Un lavoro condotto in collaborazione tra il Dipartimento di Bioscienze della Statle di Milano e l’Universita’ di Exeter (UK) ha portato alla formulazione di un prototipo di vaccino contro la melioidosi, una malattia endemica nelle regioni tropicali e subtropicali.

I risultati conseguiti derivano dall’applicazione di nuovi approcci alla vaccinologia per la scoperta/caratterizzazione di antigeni ed epitopi.


La melioidosi è una grave malattia causata dal patogeno batterico Burkholderia pseudomallei, endemica nelle regioni tropicali e subtropicali del mondo. La malattia si manifesta in diverse forme cliniche, quali setticemia e insufficienza d'organo, con altissimi tassi di mortalità a causa della mancanza di test diagnostici adeguati, di trattamenti antibiotici inefficienti, e ricadute. La prevenzione, sotto forma di vaccino, è la soluzione migliore.

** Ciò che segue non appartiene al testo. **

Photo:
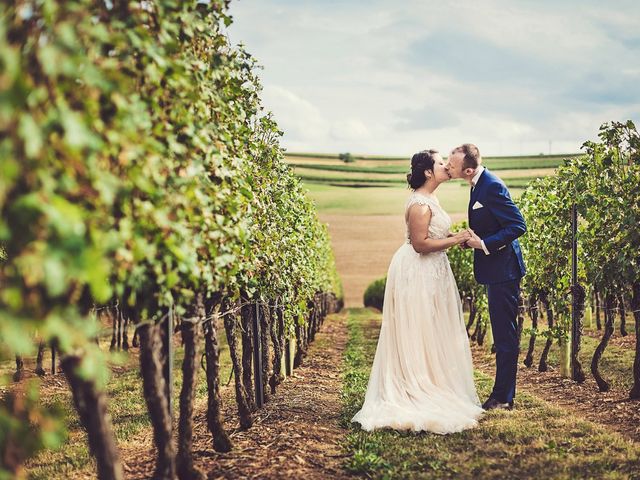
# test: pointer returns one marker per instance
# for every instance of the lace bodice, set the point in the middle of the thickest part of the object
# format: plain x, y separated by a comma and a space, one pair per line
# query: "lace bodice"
440, 224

La rivista internazionale Vaccines (http://www.journals.elsevier.com/vaccine/) pubblica in questi giorni un lavoro svolto dal gruppo del Prof. Richard Titball, presso l'Università di Exeter (Regno Unito), in collaborazione con altri laboratori inglesi e con il Prof. Martino Bolognesi e la Dr. Louise Gourlay dell'unità di biologia strutturale presso il Dipartimento di Bioscienze dell'Università Statale di Milano (http://users.unimi.it/biolstru/Home.html).
Il lavoro appena pubblicato ha portato alla formulazione di antigeni più protettiva mai prodotta fino ad oggi contro la melioidosi. Il vaccino è costituito da diverse proteine: alcune innescano la produzione di anticorpi, altre stimolano la risposta immunitaria innata, fornendo così una maggiore protezione contro l'infezione cronica.


Alla luce dei risultati riportati per le prove in modelli animali, si ritiene che gli studi clinici sull’uomo potranno iniziare in un futuro non troppo remoto.
Un vaccino di successo contro la melioidosi potrebbe potenzialmente salvare migliaia di vite, in particolare nel Nord-Est della Tailandia, dove la melioidosi è la terza causa più comune di morte per malattie infettive (dopo l'HIV e la tubercolosi), in Australia del Nord (Darwin), dove è la causa più comune di polmonite letale attribuita a setticemia acquisita dalla comunità.